Policy Assessment TII 2022 – Partisipasi Publik dan Faktor Penghambat Proses Legislasi RUU PDP dan Perubahan Kedua UU ITE

Penetapan empat puluh rancangan undang-undang dalam Program Legislasi Nasional (Prolegnas) Prioritas tahun 2022 membuka lembar baru proses legislasi beberapa regulasi hukum digital di Indonesia. Pada daftar tersebut terdapat Rancangan Undang-Undang tentang Perlindungan Data Pribadi (RUU PDP) dan Perubahan Kedua terhadap Undang-Undang Nomor 11 Tahun 2008 tentang Informasi dan Transaksi Elektronik (UU ITE) yang merupakan usulan dari pemerintah. Namun, belum ada perkembangan yang signifikan terhadap pembahasan dua regulasi hukum digital tersebut.

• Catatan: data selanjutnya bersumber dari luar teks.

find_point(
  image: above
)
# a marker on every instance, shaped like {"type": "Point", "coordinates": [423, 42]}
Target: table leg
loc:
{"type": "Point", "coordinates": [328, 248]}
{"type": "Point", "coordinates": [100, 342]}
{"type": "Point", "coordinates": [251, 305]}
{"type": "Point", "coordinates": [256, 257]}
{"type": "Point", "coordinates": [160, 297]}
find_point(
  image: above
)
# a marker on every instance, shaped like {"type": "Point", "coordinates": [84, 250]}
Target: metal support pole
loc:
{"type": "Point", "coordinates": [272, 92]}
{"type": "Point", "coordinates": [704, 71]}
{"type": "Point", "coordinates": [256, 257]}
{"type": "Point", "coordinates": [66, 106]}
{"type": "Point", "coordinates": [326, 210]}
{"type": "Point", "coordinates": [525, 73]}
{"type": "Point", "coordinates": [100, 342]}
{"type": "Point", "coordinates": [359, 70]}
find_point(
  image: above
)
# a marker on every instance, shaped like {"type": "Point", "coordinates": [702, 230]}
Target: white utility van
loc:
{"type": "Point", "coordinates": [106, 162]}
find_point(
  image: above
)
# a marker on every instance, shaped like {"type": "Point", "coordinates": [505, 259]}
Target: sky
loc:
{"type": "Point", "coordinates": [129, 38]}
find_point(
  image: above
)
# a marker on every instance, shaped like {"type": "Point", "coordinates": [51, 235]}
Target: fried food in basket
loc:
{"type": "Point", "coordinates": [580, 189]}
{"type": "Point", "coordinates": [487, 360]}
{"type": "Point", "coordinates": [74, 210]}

Dalam kajian kebijakan tengah tahun The Indonesian Institute, Center for Public Policy Research (TII), yang berjudul “Partisipasi Publik Dan Faktor Penghambat Proses Legislasi Rancangan Undang-Undang tentang Perlindungan Data Pribadi (RUU PDP) dan perubahan kedua Undang Undang-Undang Nomor 11 Tahun 2008 tentang Informasi dan Transaksi Elektronik (UU ITE)”, Hemi Lavour Febrinandez, Peneliti Bidang Hukum TII, mencatat tiga hal penting yang dapat dilakukan pemerintah dan Dewan Perwakilan Rakyat (DPR) selaku pembentuk undang-undang untuk dapat menyelesaikan hambatan dalam proses legislasi RUU PDP dan perubahan kedua UU ITE.

Pertama, DPR dan Pemerintah harus segera menyepakati bentuk kelembagaan OPDP. Belum adanya titik temu terkait OPDP menjadi faktor belum disahkannya RUU PDP yang turut serta berimplikasi pada tertundanya pembahasan perubahan kedua UU ITE. Menjadikan OPDP sebagai sebuah lembaga independen yang diisi oleh beberapa komisioner yang berasal dari unsur praktisi, akademisi, dan perwakilan Kominfo sebenarnya telah menjadi satu bentuk yang ideal.

Kedua, pembahasan dua rancangan undang-undang dapat dilakukan menggunakan omnibus legislative technique. RUU PDP dan perubahan kedua UU ITE dapat dilakukan secara bersamaan ketika telah terdapat format, metode, dan teknik penyusunan undang-undang dengan menggunakan metode omnibus yang dipadukan dengan kodifikasi hukum.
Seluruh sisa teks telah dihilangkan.